Unfortunately for crypto bulls, that intermediate tightening is often sufficient to push Bitcoin lower without prompting a Fed intervention.
Notably, Bitcoin’s recent price movements confirm this sensitivity. Last week, the leading digital asset briefly dipped below $60,000 amid widespread risk-off sentiment, only to recover above $70,000 as markets stabilized.
As of February 9, Bitcoin is rising again, demonstrating that it remains a high-beta indicator of global liquidity sentiment.
Four scenarios for traders watching the China–yields–BTC feedback loop
To anticipate what follows, traders are not solely focused on whether China will sell, but also on how the market will absorb those sales.

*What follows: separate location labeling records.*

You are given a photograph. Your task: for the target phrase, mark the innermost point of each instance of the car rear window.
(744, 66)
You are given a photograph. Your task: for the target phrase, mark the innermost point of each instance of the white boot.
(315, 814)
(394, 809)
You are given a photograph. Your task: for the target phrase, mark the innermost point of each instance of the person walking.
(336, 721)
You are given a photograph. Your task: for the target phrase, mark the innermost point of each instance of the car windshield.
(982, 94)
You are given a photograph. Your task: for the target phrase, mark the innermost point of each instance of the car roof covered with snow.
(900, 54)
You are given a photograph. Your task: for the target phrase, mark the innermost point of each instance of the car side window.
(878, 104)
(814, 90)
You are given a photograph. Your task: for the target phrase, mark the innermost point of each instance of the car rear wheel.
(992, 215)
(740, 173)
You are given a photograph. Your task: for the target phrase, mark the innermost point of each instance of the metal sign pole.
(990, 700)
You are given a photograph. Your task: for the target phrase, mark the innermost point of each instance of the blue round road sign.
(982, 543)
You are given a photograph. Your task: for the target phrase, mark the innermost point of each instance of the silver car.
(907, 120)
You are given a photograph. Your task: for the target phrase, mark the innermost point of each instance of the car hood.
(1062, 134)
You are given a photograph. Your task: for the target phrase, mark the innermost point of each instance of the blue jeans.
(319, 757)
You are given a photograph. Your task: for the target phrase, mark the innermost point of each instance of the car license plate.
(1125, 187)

The effect on Bitcoin entirely hinges on the pace of the move and the resulting strain on dollar liquidity.
Here are the four primary ways this dynamic is likely to unfold in the coming months.
- “Contained de-risking” (base case):
In this scenario, banks reduce their incremental buying, and China’s headline holdings gradually decline, primarily through maturities and reallocation rather than urgent selling.

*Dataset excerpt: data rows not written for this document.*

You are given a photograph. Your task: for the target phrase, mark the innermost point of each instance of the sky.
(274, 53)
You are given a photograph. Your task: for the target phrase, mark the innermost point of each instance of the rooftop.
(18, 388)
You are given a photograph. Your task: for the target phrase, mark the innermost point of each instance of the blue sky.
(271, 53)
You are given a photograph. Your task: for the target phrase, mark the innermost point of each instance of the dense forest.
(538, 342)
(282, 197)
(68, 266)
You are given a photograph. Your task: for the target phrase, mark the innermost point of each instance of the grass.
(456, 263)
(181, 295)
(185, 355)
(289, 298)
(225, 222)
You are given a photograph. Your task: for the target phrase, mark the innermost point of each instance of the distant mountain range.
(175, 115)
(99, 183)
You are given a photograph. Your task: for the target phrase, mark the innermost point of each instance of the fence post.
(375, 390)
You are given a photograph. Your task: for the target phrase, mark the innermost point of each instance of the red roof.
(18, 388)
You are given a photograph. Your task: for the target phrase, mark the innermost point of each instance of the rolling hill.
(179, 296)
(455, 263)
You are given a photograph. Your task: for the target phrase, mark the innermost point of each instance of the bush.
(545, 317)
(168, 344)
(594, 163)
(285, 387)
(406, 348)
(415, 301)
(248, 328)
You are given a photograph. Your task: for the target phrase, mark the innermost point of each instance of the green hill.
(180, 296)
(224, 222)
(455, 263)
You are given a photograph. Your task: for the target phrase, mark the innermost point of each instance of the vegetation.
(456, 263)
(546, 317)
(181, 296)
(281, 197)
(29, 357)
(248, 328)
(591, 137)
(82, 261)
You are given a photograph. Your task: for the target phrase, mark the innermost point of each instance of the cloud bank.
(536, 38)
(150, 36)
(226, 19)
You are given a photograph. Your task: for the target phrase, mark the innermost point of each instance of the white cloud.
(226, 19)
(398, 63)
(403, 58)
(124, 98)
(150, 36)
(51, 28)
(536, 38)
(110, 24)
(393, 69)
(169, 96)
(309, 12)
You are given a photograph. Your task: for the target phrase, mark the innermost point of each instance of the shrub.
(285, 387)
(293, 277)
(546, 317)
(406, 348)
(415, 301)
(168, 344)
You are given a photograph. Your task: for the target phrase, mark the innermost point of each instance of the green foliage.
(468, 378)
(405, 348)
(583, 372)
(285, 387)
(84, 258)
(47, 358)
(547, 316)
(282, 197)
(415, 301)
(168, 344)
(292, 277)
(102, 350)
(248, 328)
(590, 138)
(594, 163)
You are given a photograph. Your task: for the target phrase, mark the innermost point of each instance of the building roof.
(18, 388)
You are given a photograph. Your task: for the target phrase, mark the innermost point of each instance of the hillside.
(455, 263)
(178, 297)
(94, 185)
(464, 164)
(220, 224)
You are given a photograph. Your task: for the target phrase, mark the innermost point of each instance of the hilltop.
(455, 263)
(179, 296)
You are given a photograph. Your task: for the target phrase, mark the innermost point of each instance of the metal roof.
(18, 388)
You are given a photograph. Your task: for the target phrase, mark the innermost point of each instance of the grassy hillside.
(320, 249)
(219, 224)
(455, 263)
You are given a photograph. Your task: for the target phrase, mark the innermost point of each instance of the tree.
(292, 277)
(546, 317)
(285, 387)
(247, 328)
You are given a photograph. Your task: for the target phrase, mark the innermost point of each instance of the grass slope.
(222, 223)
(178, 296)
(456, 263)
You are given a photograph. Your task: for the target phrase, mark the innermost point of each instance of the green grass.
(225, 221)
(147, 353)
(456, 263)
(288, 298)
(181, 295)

Consequently, US yields increase by 10 to 30 basis points over time, mainly through term premium and the market’s need to absorb supply.

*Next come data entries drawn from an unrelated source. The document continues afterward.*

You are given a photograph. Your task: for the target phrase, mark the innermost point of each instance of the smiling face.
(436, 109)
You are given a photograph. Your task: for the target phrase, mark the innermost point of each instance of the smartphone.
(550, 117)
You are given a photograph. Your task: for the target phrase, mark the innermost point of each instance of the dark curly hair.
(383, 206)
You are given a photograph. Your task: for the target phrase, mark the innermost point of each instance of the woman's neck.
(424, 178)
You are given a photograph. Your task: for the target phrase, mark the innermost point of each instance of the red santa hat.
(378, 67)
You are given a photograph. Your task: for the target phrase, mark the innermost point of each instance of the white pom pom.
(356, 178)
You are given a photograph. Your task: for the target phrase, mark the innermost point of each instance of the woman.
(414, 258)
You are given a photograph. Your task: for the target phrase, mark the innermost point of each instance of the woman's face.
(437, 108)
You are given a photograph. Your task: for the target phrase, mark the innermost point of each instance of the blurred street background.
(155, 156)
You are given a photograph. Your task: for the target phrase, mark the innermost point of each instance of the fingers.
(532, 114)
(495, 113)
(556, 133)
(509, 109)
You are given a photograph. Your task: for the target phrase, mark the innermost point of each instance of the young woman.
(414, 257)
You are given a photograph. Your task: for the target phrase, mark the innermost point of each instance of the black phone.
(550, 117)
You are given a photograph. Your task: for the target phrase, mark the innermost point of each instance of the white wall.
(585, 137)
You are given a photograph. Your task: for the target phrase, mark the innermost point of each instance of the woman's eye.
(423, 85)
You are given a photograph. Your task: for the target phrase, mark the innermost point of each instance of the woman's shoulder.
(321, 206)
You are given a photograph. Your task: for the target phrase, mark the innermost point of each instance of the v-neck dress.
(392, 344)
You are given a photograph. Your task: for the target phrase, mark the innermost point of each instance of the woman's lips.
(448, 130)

In this case, Bitcoin faces a slight headwind, but the primary influences remain US macro data and evolving expectations for the Federal Reserve.
- “Term premium reprices” (bearish macro regime):
If the market interprets China’s guidance as a long-term shift in foreign appetite, yields could adjust into the Kansas City Fed’s 25–100 basis point range.
A shift of this nature, particularly if real yields lead, would likely tighten financial conditions sufficiently to compress risk exposure and drive crypto lower through increased funding costs, diminished liquidity, and risk-parity-style deleveraging.
- “Disorderly liquidity shock” (tail risk):
A rapid, politicized, or crowded exit, even if not initiated by China, can create significant price effects.
The stress-episode framework linking a $100 billion foreign-official sale to a more than 100-basis-point move upon impact is the type of reference traders consider when evaluating nonlinear outcomes.
In this scenario, Bitcoin could initially decline sharply due to forced selling, then recover if policymakers implement liquidity measures.
- “The stablecoin twist” (underappreciated):
Ironically, as China steps back, crypto itself is stepping forward.
DeFiLlama estimates the stablecoin market cap at around $307 billion, with Tether reporting $141 billion in exposure to US Treasuries and related debt, roughly one-fifth of China’s position.
In fact, the firm recently disclosed that it was among the top 10 buyers of US Treasuries in the past year.
Tether US Treasury Purchases (Source: Tether)
If stablecoin supply remains robust, crypto capital could effectively subsidize its own existence by bolstering bill demand, although Bitcoin could still experience declines if broader conditions tighten.
The policy backstop factor: when higher yields become BTC-positive again
The ultimate turning point for the “yields up, Bitcoin down” correlation is market functionality.
If a yield spike becomes chaotic enough to jeopardize the Treasury market itself, the US has measures in place. An IMF working paper on Treasury buybacks suggests that such actions can effectively restore order in stressed segments.
This is the reflexivity that crypto traders depend on: during a severe bond-market event, a short-term Bitcoin decline is often a precursor to a liquidity-driven recovery once the backstops are activated.
For the time being, China’s $682.6 billion headline figure is less a “sell signal” and more an indicator of fragility.
It serves as a reminder that Treasury demand is becoming price-sensitive at the margin, and Bitcoin continues to be the clearest real-time measure of whether the market perceives higher yields as a mere repricing or the onset of a tighter, more perilous regime.